# Rproject11_Tablets_TwoSampleT.r
# 1.0 Read in data ----
# See Example 12.2A of Rice
#
# Measurements of chlorpheniramine maleate in tablets made by seven laboratories
# Nominal dosage equal to 4mg
# 10 measurements per laboratory
#
# Sources of variability
# within labs
# between labs
# Note: read.table has trouble parsing header row
if (FALSE){tablets1=read.table(file="Rice 3e Datasets/ASCII Comma/Chapter 12/tablets1.txt",
sep=",",stringsAsFactors = FALSE, quote="\'",
header=TRUE)
}
# Read in matrix and label columns
tablets1=read.table(file="Rice 3e Datasets/ASCII Comma/Chapter 12/tablets1.txt",
sep=",",stringsAsFactors = FALSE, skip=1,
header=FALSE)
dimnames(tablets1)[[2]]<-paste("Lab",c(1:7),sep="")
tablets1
## Lab1 Lab2 Lab3 Lab4 Lab5 Lab6 Lab7
## 1 4.13 3.86 4.00 3.88 4.02 4.02 4.00
## 2 4.07 3.85 4.02 3.88 3.95 3.86 4.02
## 3 4.04 4.08 4.01 3.91 4.02 3.96 4.03
## 4 4.07 4.11 4.01 3.95 3.89 3.97 4.04
## 5 4.05 4.08 4.04 3.92 3.91 4.00 4.10
## 6 4.04 4.01 3.99 3.97 4.01 3.82 3.81
## 7 4.02 4.02 4.03 3.92 3.89 3.98 3.91
## 8 4.06 4.04 3.97 3.90 3.89 3.99 3.96
## 9 4.10 3.97 3.98 3.97 3.99 4.02 4.05
## 10 4.04 3.95 3.98 3.90 4.00 3.93 4.06
# Replicate Figure 12.1 of Rice
boxplot(tablets1)
# 2.1 Define a function to implement Two-sample t test ----
fcn.TwoSampleTTest<-function(x,y, conf.level=0.95, digits0=4){
# conf.level=0.95; digits0=4
x.mean=mean(x)
y.mean=mean(y)
x.var=var(x)
y.var=var(y)
x.n=length(x)
y.n=length(y)
sigmasq.pooled=((x.n-1)*x.var + (y.n-1)*y.var)/(x.n + y.n -2)

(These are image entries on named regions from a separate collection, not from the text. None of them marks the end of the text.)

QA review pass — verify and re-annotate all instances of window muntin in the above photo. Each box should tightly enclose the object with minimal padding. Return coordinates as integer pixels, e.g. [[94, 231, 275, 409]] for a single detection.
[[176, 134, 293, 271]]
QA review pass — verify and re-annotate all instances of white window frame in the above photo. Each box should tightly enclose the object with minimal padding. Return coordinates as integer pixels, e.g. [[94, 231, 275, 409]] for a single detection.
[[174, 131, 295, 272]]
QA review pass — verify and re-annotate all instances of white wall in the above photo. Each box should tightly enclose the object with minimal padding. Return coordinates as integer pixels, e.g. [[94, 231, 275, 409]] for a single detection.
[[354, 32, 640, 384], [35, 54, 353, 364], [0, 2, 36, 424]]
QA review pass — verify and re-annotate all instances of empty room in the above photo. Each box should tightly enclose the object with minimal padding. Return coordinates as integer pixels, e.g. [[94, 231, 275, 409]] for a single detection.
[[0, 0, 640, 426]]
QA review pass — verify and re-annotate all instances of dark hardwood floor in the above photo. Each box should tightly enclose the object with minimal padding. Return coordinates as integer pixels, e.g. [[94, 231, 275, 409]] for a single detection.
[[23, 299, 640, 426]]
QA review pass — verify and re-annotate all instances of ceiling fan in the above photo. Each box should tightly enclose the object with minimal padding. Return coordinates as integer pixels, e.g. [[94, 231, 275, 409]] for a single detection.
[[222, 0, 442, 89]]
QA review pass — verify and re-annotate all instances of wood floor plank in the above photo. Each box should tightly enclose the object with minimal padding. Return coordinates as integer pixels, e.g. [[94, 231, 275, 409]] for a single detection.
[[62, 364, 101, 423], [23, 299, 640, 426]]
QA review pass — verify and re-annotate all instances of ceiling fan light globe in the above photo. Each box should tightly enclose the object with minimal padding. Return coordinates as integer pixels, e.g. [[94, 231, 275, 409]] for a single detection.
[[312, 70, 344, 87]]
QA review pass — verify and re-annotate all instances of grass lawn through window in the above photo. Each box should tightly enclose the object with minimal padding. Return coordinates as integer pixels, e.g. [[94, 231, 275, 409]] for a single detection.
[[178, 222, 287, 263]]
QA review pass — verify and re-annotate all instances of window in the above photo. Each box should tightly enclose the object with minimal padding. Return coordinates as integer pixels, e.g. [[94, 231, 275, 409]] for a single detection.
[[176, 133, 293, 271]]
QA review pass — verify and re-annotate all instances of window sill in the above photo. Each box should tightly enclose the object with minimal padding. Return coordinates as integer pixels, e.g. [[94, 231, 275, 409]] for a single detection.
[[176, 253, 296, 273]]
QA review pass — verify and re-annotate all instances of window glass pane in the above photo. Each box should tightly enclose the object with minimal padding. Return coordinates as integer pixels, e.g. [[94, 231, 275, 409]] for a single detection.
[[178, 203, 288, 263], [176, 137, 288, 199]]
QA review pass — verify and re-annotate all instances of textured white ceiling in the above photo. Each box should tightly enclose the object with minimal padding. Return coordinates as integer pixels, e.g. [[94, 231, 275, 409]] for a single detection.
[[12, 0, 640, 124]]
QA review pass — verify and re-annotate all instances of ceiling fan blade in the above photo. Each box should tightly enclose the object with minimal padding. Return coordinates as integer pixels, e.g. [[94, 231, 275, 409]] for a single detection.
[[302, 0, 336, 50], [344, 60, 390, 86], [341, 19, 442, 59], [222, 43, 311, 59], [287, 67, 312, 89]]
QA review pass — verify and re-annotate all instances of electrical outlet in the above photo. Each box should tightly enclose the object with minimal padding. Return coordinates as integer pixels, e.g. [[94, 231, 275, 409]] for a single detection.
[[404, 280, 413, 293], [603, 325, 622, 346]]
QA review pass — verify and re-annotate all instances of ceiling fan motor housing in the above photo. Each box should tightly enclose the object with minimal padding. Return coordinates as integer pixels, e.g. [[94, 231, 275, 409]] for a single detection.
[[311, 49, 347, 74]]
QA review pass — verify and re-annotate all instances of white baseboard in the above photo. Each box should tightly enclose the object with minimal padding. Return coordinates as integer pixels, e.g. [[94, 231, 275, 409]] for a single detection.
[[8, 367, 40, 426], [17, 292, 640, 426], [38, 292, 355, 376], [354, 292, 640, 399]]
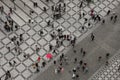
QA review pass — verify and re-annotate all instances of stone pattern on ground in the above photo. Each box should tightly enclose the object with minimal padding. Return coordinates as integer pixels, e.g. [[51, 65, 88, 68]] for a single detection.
[[0, 0, 120, 80], [89, 53, 120, 80]]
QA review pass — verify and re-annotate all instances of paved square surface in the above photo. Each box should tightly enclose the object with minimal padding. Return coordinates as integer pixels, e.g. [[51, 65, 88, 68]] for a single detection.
[[0, 0, 120, 80]]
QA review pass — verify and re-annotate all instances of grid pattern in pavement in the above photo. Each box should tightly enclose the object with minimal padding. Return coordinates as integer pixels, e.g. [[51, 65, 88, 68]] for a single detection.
[[0, 0, 120, 80], [89, 49, 120, 80]]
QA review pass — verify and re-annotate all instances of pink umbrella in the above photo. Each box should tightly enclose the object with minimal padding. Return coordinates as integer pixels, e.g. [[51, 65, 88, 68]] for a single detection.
[[46, 53, 53, 59]]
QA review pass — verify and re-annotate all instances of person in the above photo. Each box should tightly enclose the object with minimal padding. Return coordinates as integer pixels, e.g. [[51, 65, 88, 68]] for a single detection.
[[106, 53, 110, 59], [74, 58, 77, 63], [53, 60, 56, 64], [118, 65, 120, 71], [107, 10, 111, 15], [83, 51, 86, 57], [91, 33, 95, 41], [98, 56, 102, 61], [105, 61, 109, 66]]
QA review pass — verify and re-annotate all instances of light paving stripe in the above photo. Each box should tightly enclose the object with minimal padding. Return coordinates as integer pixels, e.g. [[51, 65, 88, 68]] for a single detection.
[[15, 0, 37, 18], [21, 0, 43, 14], [31, 0, 49, 9], [0, 2, 25, 26], [4, 0, 30, 22]]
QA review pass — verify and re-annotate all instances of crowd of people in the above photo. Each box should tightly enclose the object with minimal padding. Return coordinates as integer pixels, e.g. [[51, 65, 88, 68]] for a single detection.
[[0, 0, 120, 80]]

# Print out statistics for each sample and pooled estimate of standard deviation
cat("Sample Statistics:\n")
print(t(data.frame(
x.mean,
x.n,
x.stdev=sqrt(x.var),
y.mean,
y.n,
y.stdev=sqrt(y.var),
sigma.pooled=sqrt(sigmasq.pooled)
)))
cat("\n t test Computations")
mean.diff=x.mean-y.mean
mean.diff.sterr=sqrt(sigmasq.pooled)*sqrt( 1/x.n + 1/y.n)
mean.diff.tstat=mean.diff/mean.diff.sterr
tstat.df=x.n + y.n -2
mean.diff.tstat.pvalue=2*pt(-abs(mean.diff.tstat), df=tstat.df)
print(t(data.frame(
mean.diff=mean.diff,
mean.diff.sterr=mean.diff.sterr,
tstat=mean.diff.tstat,
df=tstat.df,
pvalue=mean.diff.tstat.pvalue)))
# Confidence interval for difference
alphahalf=(1-conf.level)/2.
t.critical=qt(1-alphahalf, df=tstat.df)
mean.diff.confInterval=mean.diff +c(-1,1)*mean.diff.sterr*t.critical
cat(paste("\n", 100*conf.level, " Percent Confidence Interval:\n "))
cat(paste(c(
"[", round(mean.diff.confInterval[1],digits=digits0),
",", round(mean.diff.confInterval[2],digits=digits0),"]"), collapse=""))
# invisible(return(NULL))
}
# 2.2 Apply function fcn.TwoSampleTTest ----
# Compare Lab7 to Lab4
fcn.TwoSampleTTest(tablets1$Lab7, tablets1$Lab4)
## Sample Statistics:
## [,1]
## x.mean 3.99800000
## x.n 10.00000000
## x.stdev 0.08482662
## y.mean 3.92000000
## y.n 10.00000000
## y.stdev 0.03333333
## sigma.pooled 0.06444636
##
## t test Computations [,1]
## mean.diff 0.07800000
## mean.diff.sterr 0.02882129
## tstat 2.70633286
## df 18.00000000
## pvalue 0.01445587
##
## 95 Percent Confidence Interval:
## [0.0174,0.1386]
# Compare output to t.test
t.test(tablets1$Lab7, tablets1$Lab4, var.equal=TRUE)
##
## Two Sample t-test
##
## data: tablets1$Lab7 and tablets1$Lab4
## t = 2.7063, df = 18, p-value = 0.01446
## alternative hypothesis: true difference in means is not equal to 0
## 95 percent confidence interval:
## 0.01744872 0.13855128
## sample estimates:
## mean of x mean of y
## 3.998 3.920
# 3.1 Conduct One-Way ANOVA ----
# Analysis of Variance with R function aov()
# Create vector variables
# yvec = Dependent variable
yvec=as.vector(data.matrix(tablets1))
# xvec.factor.Lab = Independent variable (of factor type in R)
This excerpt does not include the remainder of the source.